James W. Stockard, county court clerk of Lewis County, Tenn., was born in Maury County, Tenn., on the 11th of February, 1819, and is the son of Richard and Elizabeth Stockard, born respectively in North Carolina and Tennessee.  They were married about 1812, and had born to their union six daughters and four sons:  Eleanor Stockard, John J Stockard., James W. Stockard, Elizabeth D. Stockard, Amanda E. Stockard, Margaret Stockard, Catherine M. Stockard, Richard V. Stockard, Sarah A. Stockard, and Samuel M Stockard.  The father died in 1850, and the mother in 1833.  James w. was their third child, and was educated in the common schools of Maury County.  In 1851 he moved to Lewis County, where he purchased land and farmed until 1880.  He at that time was elected county court clerk of Lewis County, and has since held the office.  In 1844 Mary S. Jennings, daughter of George and Ann Jennings, of Maury County, became his wife.  She died June 21, 1854, leaving the following children: John R. Stockard, Samuel J. Stockard, William J. Stockard, Beatrice E. Stockard, and George H Stockard.  January 2, 1855, Mr.

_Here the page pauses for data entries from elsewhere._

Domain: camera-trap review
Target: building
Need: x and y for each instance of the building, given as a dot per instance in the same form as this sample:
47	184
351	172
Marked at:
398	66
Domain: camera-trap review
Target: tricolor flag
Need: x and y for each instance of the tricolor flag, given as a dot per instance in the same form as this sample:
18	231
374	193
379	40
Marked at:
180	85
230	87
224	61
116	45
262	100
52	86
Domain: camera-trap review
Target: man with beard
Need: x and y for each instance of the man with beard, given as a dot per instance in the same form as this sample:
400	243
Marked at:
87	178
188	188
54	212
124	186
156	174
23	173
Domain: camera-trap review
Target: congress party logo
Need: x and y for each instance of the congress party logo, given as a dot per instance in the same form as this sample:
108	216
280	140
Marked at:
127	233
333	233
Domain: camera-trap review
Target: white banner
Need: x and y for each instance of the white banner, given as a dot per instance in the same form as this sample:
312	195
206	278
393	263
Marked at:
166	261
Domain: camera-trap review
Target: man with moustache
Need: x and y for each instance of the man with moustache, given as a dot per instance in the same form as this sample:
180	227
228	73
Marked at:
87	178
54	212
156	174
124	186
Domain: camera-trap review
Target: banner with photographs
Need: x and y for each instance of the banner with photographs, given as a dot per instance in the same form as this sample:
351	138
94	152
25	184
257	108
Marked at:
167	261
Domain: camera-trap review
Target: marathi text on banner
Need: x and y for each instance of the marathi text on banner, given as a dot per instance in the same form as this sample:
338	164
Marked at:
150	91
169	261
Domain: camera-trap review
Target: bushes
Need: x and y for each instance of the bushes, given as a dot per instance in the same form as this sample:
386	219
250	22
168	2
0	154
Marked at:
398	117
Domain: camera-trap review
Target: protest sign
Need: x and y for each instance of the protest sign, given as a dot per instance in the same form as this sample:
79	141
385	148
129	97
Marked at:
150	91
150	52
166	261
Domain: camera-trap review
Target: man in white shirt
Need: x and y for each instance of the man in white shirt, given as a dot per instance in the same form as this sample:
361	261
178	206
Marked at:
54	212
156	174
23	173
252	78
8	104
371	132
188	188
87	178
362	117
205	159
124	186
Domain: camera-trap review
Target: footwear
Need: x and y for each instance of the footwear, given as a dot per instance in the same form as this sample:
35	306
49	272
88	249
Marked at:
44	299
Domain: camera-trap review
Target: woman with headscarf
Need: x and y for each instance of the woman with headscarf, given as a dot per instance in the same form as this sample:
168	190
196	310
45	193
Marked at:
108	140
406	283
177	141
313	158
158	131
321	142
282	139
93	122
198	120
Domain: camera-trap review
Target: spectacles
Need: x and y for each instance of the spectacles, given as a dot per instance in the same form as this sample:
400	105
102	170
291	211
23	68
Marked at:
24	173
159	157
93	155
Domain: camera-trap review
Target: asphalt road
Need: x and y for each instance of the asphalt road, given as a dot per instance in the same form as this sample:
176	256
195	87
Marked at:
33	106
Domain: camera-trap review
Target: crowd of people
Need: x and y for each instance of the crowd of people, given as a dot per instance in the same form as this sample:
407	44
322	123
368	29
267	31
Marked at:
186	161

Stockard married Ursely, widow of William Wilson and daughter of Felta Biffle, of Wayne County.  Mr. and Mrs. Stockard became parents of three sons: Silas M. Stockard,  Joseph A. Stockard,  and Thomas V Stockard.  This wife died February 4, 1861,  and December 17, 1865, Mr. Stockard married Parmelia A. Davidson, widow of Jesse Davidson and daughter of William and Mary Cody.  Our subject and wife are members of the Cumberland Presbyterian Church, and politically he is a Democrat.